Em resumo, a anatomia do bicho parece um mosaico, ou seja, mistura características ditas “primitivas” com outras “modernas”. Essa situação não é incomum na linhagem do homem, e parece mesmo que o cérebro foi mesmo um dos últimos órgãos a ganhar uma versão 2.0, mas a combinação exata de características do bicho sul-africano tem cara de ser inédita — daí a decisão de lhe dar um novo nome de espécie.
MAS É HOMO MESMO?
Se vocês me perdoam o uso da expressão, essa é uma das tretas mais cabulosas da pesquisa sobre evolução humana nos últimos tempos, conforme contei em reportagem recente nesta Folha.
Há pesquisadores influentes defendendo que o gênero Homo virou um saco de gatos, abrigando diversas espécies que, no fundo, têm pouca coisa em comum entre si e com os humanos modernos, que demos nosso nome ao grupo.
Vários desses bichos seriam primitivos demais para merecer a designação. Deveriam ser rebatizados, portanto, e talvez incluídos no grupo dos australopitecos, homens-macacos que foram comuns na África até uns 2 milhões de anos atrás. Aliás, falando em idade…

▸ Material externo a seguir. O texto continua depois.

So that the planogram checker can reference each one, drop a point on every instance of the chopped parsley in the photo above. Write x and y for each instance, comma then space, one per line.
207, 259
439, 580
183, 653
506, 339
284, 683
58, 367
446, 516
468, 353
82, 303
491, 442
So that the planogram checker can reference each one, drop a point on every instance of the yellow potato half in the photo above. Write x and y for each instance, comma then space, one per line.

QUE IDADE TEM ESSE SUJEITO, AFINAL?
A resposta honesta no momento é “vai saber”, infelizmente. Berger e companhia não conseguiram datar os fósseis, embora eles representem mais de 15 indivíduos.

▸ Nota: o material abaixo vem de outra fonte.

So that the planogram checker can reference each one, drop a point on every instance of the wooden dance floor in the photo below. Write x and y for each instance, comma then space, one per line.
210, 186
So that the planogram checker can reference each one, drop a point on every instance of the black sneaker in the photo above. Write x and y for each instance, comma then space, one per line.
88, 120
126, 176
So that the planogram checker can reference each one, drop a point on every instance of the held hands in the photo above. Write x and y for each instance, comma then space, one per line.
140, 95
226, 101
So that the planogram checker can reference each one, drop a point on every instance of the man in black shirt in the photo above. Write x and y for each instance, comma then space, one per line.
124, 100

A datação está longe de ser só perfumaria aqui. Uma idade igual ou superior a 2 milhões de anos, digamos, daria mais peso à ideia de que a criatura pode ser um ancestral dos demais membros do gênero humano.
Por outro lado, nada impede que seja uma criatura bem mais recente, com algumas centenas de milhares de anos de idade, digamos. Nesse caso, estaríamos falando de um experimento evolutivo paralelo — fascinante, sem dúvida, mas com menos impacto direto na compreensão das origens da nossa espécie.
QUE REVISTA É ESSA?
A última perplexidade talvez seja tão relevante quanto as anteriores. A descoberta de uma nova espécie de hominídeo normalmente é uma notícia espetaculosa — com razão, porque os bichos são mais raros do que cabeça de bacalhau no registro fóssil. É quase certo que achar uma dessas criaturas catapulte os autores da pesquisa para as páginas das revistas científicas mais famosas e prestigiosas do mundo, a “Nature” e a “Science”. Só que Berger e companhia publicaram seu trabalho na relativamente obscura “eLife”, revista científica online de acesso livre.

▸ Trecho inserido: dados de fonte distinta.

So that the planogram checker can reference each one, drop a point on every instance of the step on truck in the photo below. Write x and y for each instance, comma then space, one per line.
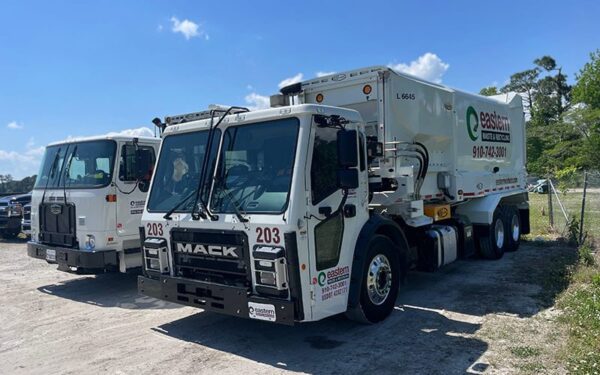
321, 204
88, 201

Pode ser só paranoia da minha parte, mas não me surpreenderia se o artigo original tivesse sido rejeitado por essas grandes revistas primeiro — não por picaretagem, mas simplesmente pelas grandes lacunas a respeito da identidade do nosso amigo H. naledi. Estou tentando checar essa hipótese com os autores do estudo, ainda não recebi resposta deles, mas conto assim que souber.
COMPLEXIDADE, SEMPRE
O resumo da ópera é que ainda vamos precisar de um bocado de tempo para digerir o que exatamente ele significa para a história do gênero humano. De qualquer maneira, ela reforça os indícios de que nunca houve uma progressão evolutiva linear rumo a nós, H. sapiens, mas sim uma luxuriante proliferação de galhos da árvore genealógica do homem que conviveram, competiram e, muitas vezes, sumiram.